Politics is a little different. A full 73% of Americans expect to see a female president in their lifetime, and while most respondents still thought men and women would do equally well in top political positions, 34% say women are better at working out compromises and are more ethical than men. Yet the double standard persists—47% of women believe that women don’t achieve high political office because they’re held to higher standards than men.
Unsurprisingly, the political opinions break down among party lines as well. Democrats are consistently more likely to attribute positive leadership skills to women: 40% of Democrats said women politicians are more honest than men while only 31% of Republicans agreed.

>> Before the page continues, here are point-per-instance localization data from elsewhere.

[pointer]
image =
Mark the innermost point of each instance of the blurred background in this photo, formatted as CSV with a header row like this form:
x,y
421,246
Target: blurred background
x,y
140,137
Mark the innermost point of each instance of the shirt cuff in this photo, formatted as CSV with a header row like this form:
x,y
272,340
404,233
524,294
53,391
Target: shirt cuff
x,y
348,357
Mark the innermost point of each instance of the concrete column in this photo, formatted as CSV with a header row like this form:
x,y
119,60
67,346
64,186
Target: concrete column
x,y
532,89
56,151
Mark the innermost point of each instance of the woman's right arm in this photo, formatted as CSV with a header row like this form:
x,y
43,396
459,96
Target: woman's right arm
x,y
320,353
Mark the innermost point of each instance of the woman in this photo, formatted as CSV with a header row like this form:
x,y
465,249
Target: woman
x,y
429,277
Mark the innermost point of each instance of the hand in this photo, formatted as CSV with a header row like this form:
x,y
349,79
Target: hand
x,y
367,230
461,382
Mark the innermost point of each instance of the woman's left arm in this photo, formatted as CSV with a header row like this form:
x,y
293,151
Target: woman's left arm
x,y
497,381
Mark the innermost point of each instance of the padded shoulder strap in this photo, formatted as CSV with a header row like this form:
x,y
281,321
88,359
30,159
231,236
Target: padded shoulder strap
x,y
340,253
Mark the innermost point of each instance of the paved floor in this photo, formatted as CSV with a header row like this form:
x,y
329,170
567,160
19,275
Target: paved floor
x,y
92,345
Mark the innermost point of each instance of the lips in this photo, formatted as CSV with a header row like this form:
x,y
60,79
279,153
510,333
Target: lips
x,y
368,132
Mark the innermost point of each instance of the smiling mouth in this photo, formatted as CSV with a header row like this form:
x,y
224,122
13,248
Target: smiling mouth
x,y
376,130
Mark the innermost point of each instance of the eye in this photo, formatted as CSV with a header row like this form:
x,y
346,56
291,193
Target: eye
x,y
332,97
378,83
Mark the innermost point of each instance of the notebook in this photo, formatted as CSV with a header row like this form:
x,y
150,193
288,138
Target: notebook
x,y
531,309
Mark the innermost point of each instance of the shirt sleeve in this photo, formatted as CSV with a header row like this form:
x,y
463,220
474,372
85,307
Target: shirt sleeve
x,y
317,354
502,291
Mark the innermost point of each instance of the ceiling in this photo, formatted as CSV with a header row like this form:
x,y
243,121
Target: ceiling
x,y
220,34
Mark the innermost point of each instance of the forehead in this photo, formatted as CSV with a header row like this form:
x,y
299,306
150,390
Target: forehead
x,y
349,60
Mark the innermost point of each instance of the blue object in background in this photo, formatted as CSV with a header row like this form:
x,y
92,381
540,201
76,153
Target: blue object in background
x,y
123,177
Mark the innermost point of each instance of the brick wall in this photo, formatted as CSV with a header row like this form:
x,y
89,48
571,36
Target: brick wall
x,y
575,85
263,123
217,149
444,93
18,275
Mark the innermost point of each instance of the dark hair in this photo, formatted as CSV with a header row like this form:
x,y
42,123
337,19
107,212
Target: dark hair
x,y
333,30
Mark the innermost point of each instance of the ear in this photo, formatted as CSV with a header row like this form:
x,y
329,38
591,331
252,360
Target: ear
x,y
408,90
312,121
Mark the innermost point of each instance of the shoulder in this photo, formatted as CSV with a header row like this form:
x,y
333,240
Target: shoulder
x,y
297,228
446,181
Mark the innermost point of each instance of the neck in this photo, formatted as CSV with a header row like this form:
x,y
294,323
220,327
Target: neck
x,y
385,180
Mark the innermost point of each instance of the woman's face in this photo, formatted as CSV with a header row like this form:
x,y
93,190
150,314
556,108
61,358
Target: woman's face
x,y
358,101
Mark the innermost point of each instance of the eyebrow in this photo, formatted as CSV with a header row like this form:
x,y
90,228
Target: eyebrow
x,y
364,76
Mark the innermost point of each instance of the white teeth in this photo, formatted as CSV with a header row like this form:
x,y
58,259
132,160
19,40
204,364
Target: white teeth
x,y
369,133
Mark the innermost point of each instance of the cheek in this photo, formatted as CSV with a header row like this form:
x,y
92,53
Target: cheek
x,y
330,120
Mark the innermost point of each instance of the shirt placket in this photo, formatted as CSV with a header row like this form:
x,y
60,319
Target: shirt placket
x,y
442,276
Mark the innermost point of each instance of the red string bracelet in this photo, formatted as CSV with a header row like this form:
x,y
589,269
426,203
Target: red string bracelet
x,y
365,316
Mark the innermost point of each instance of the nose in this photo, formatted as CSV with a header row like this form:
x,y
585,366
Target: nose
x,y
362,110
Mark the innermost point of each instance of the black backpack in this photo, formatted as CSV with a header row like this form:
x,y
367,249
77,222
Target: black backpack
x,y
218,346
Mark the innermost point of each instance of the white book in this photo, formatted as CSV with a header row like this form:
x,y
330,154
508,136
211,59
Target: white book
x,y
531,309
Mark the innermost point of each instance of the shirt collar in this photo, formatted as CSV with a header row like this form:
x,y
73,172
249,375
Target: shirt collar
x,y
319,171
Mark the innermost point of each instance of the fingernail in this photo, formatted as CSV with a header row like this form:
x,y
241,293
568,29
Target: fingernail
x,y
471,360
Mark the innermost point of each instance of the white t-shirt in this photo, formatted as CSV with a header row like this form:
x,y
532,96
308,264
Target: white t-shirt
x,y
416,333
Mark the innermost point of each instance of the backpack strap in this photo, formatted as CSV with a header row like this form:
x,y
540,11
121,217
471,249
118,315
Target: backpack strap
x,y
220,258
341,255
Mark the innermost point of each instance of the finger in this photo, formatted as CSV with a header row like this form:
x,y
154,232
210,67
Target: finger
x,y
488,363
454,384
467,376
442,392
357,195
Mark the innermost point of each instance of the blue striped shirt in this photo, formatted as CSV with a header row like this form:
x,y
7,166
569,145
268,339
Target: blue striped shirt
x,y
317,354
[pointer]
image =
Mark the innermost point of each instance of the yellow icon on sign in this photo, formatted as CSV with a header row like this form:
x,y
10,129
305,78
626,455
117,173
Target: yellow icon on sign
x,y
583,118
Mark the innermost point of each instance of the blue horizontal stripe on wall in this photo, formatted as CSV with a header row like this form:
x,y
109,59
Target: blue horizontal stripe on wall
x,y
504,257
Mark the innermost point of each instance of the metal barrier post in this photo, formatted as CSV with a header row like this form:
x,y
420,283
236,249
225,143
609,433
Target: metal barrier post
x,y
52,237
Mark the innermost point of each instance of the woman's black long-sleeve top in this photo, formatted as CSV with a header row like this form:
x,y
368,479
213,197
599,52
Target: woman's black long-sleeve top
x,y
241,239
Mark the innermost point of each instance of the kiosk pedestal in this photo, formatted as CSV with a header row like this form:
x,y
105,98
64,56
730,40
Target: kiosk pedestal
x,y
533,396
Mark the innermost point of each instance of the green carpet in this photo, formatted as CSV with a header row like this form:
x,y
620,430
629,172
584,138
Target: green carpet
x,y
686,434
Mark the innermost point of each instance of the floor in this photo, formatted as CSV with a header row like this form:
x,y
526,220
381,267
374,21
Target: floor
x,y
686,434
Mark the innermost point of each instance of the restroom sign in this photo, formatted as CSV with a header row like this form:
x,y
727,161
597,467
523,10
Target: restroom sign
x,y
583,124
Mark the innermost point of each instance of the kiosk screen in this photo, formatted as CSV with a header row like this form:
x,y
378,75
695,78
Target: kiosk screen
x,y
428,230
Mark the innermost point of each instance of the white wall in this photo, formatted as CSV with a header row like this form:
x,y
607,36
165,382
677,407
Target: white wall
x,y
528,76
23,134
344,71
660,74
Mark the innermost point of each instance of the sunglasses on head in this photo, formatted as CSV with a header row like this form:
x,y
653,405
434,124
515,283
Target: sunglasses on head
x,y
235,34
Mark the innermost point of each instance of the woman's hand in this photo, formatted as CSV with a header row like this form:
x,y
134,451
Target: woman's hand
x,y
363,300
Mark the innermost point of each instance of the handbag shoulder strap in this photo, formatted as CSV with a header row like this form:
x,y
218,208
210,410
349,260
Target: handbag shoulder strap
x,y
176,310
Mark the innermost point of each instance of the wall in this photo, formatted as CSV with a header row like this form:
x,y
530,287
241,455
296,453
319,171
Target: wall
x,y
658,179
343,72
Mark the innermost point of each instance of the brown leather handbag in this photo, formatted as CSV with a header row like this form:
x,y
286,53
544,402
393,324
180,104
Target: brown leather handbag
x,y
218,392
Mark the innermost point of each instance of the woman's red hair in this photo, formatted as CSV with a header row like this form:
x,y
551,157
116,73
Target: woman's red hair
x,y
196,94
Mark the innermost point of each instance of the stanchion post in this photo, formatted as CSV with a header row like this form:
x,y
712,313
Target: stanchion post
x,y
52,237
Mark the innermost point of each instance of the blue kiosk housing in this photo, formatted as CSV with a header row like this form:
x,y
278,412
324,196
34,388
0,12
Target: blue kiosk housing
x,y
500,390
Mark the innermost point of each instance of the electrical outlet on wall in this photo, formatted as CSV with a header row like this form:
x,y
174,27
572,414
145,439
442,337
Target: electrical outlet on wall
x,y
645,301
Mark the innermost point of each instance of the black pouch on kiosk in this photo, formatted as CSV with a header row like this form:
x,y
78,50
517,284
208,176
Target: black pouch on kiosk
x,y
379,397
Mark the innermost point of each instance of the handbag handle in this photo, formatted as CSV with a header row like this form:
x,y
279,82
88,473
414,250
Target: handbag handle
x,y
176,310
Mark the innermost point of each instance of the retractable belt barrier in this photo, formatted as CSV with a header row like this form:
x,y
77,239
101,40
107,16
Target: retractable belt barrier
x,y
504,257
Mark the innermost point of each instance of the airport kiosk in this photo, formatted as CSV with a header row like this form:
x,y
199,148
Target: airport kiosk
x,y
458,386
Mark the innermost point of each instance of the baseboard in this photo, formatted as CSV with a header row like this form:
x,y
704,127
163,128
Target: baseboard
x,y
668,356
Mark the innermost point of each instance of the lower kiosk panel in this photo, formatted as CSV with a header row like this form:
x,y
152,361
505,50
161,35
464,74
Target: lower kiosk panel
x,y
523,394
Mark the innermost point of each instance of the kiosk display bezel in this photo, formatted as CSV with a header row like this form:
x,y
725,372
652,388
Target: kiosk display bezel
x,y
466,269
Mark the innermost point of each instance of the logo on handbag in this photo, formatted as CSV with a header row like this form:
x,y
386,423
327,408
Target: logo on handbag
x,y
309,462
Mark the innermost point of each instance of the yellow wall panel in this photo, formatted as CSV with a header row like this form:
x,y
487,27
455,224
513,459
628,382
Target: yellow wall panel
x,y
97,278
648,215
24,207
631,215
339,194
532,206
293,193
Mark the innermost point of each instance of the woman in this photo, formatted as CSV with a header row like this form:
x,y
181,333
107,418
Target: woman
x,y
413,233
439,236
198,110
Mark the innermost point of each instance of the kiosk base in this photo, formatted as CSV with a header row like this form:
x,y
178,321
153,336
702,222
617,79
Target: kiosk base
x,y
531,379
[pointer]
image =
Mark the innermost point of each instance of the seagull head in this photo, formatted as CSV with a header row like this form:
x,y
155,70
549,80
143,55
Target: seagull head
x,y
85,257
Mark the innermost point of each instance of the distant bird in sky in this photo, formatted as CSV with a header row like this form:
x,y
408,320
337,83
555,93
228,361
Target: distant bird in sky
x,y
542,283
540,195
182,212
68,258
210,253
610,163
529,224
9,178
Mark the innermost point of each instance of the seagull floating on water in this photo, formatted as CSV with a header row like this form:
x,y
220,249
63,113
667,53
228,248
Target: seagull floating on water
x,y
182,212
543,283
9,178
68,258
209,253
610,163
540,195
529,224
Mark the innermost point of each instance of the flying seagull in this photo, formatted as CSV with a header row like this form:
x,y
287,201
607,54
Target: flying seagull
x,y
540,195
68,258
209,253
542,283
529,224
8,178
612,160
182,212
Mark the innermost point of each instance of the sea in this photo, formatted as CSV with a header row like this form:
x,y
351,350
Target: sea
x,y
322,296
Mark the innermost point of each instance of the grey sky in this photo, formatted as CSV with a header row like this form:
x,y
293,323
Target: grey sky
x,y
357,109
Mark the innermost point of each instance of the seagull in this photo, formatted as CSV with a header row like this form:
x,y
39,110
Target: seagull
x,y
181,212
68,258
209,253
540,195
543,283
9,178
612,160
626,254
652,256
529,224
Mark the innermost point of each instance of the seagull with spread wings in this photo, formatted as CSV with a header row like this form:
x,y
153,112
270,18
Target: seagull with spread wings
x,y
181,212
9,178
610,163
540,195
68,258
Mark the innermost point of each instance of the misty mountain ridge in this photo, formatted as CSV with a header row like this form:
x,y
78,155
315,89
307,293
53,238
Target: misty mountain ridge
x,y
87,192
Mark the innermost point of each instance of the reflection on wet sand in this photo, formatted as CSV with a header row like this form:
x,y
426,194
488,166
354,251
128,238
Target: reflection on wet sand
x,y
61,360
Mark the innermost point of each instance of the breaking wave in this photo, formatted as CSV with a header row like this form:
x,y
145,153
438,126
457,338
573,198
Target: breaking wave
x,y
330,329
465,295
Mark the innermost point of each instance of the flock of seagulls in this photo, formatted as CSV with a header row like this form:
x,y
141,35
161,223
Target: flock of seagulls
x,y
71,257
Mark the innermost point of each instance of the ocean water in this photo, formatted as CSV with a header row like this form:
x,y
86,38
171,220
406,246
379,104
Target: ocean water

In both business and politics, women seem to be much more aware of the challenges facing female leaders than men are. Almost three quarters of women think it’s easier for men to become CEOs, compared to 61% of men, and 73% of women think it’s easier for men to be elected to political office, compared to 58% of men. Women were also much more likely to recognize gender discrimination by almost a 2o point margin (65% of women, compared to 48% of men,) but of that group, only 15% of women said there was “a lot” of discrimination. Both men and women said they saw more discrimination against gay people, African-Americans, and Hispanics: 28% said there is “a lot” of discrimination against gays and lesbians.
When asked whether more women in leadership roles would approve the quality of life for all women, 38% of women said that more female politicians would help them “a lot.” Only half as many men agreed.
Correction: The original version of this story incorrectly described one of the findings of the Pew study. It found that 20% of Republican women “personally hope” to see the United States elect a female president during their lifetime.